In August 1996, the Los Angeles Times reported that a former administrator and medical school resident filed a False Claims Act charge against the University of California medical schools, alleging, in part, that psychiatric residents are allowed to run patient programs while the services are billed by the faculty staff in order to justify Medicare payments. Treatment by residents are not reimbursable, since Medicare pays for medical training under a separate disbursement. Though still under seal as required by law, the Times article said the case was filed by Foster, a statement she is not allowed to either confirm or deny until federal authorities decide whether they will take over the litigation.

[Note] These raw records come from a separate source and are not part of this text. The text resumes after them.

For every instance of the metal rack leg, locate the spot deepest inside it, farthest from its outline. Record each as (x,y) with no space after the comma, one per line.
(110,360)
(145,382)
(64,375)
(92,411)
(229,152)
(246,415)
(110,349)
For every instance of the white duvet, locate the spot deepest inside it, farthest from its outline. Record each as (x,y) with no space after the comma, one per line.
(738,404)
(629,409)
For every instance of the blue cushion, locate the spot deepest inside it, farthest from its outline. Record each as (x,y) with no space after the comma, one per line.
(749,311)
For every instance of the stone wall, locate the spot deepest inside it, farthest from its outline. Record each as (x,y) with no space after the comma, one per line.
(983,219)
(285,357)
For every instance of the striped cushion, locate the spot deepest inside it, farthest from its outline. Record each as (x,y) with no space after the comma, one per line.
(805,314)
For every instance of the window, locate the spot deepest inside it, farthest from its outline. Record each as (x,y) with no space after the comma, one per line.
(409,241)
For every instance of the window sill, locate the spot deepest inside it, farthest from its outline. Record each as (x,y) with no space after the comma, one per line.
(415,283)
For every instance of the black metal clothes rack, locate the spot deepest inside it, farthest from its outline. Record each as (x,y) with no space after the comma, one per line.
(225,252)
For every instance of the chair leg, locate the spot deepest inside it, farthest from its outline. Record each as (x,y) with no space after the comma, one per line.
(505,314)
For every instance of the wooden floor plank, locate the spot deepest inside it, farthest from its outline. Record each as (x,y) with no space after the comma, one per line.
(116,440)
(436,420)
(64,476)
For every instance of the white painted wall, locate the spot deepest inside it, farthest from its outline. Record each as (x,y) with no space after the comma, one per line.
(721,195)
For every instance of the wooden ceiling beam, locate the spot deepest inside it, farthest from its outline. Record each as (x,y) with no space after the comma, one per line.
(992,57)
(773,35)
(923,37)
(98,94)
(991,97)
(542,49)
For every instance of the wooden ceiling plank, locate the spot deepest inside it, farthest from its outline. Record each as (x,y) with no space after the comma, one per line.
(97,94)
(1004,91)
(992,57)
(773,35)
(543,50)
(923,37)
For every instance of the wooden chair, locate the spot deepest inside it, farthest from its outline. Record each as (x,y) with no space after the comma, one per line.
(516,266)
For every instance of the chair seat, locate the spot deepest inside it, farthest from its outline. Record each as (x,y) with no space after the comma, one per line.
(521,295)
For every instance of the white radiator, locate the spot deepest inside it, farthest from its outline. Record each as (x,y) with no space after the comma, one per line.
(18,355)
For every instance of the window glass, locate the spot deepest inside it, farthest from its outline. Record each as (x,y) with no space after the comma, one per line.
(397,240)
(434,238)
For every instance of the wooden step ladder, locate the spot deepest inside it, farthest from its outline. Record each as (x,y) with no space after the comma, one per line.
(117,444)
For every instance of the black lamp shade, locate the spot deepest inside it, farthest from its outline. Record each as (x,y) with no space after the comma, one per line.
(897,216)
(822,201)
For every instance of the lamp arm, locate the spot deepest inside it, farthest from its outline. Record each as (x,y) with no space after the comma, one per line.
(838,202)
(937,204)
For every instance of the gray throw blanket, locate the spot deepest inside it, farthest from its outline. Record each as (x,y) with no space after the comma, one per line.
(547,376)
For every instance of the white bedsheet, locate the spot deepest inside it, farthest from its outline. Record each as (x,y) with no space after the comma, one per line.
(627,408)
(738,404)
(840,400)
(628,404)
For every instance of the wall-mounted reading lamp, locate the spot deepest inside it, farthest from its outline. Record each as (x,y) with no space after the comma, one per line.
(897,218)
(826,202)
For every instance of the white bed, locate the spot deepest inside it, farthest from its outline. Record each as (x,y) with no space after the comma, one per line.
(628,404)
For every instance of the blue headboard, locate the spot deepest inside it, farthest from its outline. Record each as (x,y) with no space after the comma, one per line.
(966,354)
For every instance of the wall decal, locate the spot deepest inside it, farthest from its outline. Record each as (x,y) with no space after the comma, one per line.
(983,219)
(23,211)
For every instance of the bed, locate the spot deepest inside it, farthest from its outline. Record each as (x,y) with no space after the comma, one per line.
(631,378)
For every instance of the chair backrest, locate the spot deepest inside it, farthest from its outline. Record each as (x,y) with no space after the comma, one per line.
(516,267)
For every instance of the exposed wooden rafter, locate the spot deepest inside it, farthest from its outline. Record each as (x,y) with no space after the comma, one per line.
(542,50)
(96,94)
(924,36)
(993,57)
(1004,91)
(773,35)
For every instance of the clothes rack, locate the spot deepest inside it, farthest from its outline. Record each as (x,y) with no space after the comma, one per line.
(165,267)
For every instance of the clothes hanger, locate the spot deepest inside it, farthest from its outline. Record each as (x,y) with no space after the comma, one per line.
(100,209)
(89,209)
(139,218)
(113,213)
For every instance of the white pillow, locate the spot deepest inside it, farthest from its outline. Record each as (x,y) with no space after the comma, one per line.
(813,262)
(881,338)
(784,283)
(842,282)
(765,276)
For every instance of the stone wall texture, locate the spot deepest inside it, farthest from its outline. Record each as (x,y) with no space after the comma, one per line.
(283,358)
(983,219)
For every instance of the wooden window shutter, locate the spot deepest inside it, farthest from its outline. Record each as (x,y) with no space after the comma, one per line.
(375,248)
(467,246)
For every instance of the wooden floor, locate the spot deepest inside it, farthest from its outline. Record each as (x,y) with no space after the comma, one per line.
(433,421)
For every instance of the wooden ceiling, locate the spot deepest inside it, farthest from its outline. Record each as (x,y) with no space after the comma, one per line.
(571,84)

Foster advises psychiatrists and any health care provider that they should think twice before "pushing the envelope" on billings. In addition, once caught, settling the case as soon as possible with the government means that some of the enormous penalties that accrue after a trial can be avoided. "If you honestly think you didn't do anything wrong, then it's worth fighting about because you can try to convince the government you didn't do anything," Foster said.

In Los Angeles, disproportionate numbers of psychotherapy claims led to a crackdown on billing and treatment practices. According to Arthur Lurvey, M.D., medical director of Transamerica Occidental Life Insurance Company, the administrator for Part B Medicare claims in Southern California, during 1995 the region had 20% of all psychotherapy claims to Medicare but only 5% of the total patients.

After a review, new policies were adopted and more careful oversight of these claims now occurs. According to Lurvey, the best way to avoid run-ins with federal investigators is to ask questions and learn the codes. In addition, documenting files appropriately assures there is sufficient justification to support billings and the medical necessity of patients. The heightened oversight, has drawn criticism that the pendulum has now swung too far, with patients being denied necessary care.